J Alzheimers Dis. 2020;74(2):411-419. doi: 10.3233/JAD-190984.
Alzheimer's disease (AD) is a neurodegenerative disease characterized by extracellular amyloid-β (Aβ) peptide aggregates, forming amyloid plaques, and intracellular deposits of phosphorylated tau. Neuroinflammation is now considered as the third hallmark of AD. The majority of clinical trials tested pharmacological strategies targeting amyloid, tau, and neuroinflammation, with disappointing results overall. In parallel, innovative strategies exploring other pathways and approaches are being tested. In this article, we focus on the rationale and preliminary preclinical evidence for a novel application to AD of a widely used therapeutic strategy for oncological and benign conditions: low-dose radiation therapy (LD-RT). LD-RT has shown to be effective against systemic amyloid deposits, as well as against chronic inflammatory diseases, and could thus be able to modulate amyloid load and neuroinflammation in AD. The anti-amyloid effect could be possibly mediated by the LD-RT action on the β-sheet structure of amyloid fibrils, by breaking H-bonds, and depolymerize glucoaminoglycans which are highly radiation-sensitive molecules associated with amyloid fibrils. The anti-inflammatory effect could be linked to the decrease of leukocytes-endothelial cells interactions and to the stimulation of the release of anti-inflammatory molecules. One preclinical study has observed a dramatic reduction of amyloid plaques 4 weeks post-RT, more important with fractionated protocols at low doses than hypofractionated single dose treatments, associated with modulation of inflammatory and anti-inflammatory cytokines and cognitive improvement. Ongoing Phase I clinical trials will test the ability of LD-RT to hold these promises.
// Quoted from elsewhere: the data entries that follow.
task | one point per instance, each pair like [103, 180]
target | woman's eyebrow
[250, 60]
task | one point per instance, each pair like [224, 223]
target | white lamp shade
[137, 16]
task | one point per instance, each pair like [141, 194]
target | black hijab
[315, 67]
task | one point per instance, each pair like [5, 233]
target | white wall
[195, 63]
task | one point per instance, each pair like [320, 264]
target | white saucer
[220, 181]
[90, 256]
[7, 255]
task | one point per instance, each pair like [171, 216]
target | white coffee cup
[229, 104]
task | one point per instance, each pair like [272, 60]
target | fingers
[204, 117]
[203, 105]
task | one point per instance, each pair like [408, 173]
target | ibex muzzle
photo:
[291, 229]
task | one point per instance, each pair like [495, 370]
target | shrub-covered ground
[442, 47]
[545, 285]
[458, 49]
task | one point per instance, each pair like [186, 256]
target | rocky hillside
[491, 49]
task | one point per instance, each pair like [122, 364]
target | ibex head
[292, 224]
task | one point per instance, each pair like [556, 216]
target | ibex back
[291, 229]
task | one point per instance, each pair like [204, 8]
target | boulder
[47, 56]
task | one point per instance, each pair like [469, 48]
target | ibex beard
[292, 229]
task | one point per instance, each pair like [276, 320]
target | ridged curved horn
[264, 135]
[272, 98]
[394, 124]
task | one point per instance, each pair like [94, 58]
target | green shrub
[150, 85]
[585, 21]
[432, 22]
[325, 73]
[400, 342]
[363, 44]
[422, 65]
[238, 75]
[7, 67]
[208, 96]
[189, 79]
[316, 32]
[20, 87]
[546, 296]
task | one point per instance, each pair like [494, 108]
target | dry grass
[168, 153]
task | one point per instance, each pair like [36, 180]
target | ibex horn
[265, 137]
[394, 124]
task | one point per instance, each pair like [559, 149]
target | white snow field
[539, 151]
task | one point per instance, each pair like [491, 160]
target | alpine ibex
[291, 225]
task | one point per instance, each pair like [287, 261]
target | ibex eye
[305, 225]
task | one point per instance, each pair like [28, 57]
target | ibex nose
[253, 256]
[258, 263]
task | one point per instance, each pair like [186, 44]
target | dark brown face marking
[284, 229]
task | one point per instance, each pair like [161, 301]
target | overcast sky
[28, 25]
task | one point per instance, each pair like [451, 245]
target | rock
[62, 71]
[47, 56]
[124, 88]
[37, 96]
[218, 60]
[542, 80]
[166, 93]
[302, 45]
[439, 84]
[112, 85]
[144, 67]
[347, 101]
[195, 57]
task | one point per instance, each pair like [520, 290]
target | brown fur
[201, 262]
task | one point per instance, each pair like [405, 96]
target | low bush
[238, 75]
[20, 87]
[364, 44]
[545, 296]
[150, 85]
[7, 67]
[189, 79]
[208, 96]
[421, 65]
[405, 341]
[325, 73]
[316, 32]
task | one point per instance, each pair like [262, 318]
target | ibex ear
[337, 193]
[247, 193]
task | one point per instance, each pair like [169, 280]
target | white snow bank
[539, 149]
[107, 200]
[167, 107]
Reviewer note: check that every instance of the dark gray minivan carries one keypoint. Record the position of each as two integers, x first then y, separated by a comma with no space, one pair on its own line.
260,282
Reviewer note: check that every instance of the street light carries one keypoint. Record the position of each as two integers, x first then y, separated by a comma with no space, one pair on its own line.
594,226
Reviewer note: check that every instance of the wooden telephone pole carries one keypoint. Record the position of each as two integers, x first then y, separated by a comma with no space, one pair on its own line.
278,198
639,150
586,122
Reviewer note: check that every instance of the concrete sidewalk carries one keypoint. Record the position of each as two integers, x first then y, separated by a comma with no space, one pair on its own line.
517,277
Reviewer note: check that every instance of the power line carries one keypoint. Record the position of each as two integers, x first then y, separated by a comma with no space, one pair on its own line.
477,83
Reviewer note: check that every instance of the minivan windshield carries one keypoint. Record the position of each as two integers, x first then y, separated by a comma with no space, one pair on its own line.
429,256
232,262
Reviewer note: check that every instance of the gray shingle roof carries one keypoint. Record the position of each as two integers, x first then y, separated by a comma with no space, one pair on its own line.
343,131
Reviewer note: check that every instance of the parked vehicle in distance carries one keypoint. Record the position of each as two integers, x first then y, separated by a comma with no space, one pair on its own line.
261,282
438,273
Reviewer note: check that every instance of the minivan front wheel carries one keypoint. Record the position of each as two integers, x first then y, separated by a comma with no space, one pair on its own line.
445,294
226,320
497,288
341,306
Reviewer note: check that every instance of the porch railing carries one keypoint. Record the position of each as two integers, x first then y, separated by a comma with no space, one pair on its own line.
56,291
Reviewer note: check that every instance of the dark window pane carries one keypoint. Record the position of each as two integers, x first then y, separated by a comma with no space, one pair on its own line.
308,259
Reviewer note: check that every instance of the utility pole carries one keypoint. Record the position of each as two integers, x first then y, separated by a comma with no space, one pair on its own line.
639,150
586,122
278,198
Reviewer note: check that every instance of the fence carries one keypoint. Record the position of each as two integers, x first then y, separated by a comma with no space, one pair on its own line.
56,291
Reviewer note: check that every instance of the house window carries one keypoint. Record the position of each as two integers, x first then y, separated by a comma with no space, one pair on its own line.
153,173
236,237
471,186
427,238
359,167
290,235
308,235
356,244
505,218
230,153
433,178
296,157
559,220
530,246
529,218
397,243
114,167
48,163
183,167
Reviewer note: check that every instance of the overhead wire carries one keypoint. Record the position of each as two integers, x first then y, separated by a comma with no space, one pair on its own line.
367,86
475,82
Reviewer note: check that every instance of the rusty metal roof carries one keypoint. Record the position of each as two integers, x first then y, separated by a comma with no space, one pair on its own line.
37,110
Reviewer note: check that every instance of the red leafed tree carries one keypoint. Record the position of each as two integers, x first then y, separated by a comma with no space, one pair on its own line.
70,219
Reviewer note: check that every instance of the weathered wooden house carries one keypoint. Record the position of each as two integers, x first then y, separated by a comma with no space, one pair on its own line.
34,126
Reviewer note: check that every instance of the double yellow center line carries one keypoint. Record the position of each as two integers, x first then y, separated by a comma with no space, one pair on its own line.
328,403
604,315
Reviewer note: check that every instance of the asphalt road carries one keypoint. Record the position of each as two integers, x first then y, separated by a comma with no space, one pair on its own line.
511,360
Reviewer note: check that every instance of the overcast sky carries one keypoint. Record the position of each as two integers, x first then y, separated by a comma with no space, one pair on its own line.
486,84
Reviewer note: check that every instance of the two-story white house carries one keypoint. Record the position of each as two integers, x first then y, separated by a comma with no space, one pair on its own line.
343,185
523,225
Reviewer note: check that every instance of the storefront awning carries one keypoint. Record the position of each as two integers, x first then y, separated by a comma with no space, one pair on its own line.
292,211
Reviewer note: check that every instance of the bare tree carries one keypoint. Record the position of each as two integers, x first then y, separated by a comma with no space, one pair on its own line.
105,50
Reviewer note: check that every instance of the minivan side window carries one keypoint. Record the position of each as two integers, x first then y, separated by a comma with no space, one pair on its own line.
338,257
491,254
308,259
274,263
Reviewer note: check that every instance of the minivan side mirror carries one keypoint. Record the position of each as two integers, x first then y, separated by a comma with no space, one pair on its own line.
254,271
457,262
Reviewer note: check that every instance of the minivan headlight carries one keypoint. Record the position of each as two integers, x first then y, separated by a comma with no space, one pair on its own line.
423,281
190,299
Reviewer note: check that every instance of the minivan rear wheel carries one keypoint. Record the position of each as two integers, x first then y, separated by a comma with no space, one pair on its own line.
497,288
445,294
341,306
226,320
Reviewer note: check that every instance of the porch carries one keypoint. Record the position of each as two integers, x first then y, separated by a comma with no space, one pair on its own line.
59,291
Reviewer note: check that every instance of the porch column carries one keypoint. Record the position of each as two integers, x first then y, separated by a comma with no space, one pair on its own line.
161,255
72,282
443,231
阿尔茨海默病(AD)是一种神经退行性疾病,其特征是细胞外淀粉样β(Aβ)肽聚集,形成淀粉样斑块,以及细胞内磷酸化 tau 的沉积。神经炎症现在被认为是 AD 的第三个标志。大多数临床试验测试了针对淀粉样蛋白、tau 和神经炎症的药物策略,但总体结果令人失望。与此同时,正在测试探索其他途径和方法的创新策略。在本文中,我们重点介绍了一种广泛用于肿瘤学和良性疾病的治疗策略——低剂量放射治疗(LD-RT)在 AD 中的新应用的基本原理和初步临床前证据。LD-RT 已被证明对系统性淀粉样沉积以及慢性炎症性疾病有效,因此可能能够调节 AD 中的淀粉样蛋白负荷和神经炎症。抗淀粉样蛋白作用可能是通过 LD-RT 对淀粉样纤维的β-折叠结构的作用、打破氢键和使与淀粉样纤维高度相关的高度辐射敏感的糖胺聚糖解聚来介导的。抗炎作用可能与白细胞-内皮细胞相互作用的减少以及抗炎分子的释放刺激有关。一项临床前研究观察到 RT 后 4 周淀粉样斑块显著减少,与低剂量的分次方案相比,低剂量的单次分割治疗更为重要,与炎症和抗炎细胞因子的调节以及认知改善有关。正在进行的 I 期临床试验将测试 LD-RT 实现这些承诺的能力。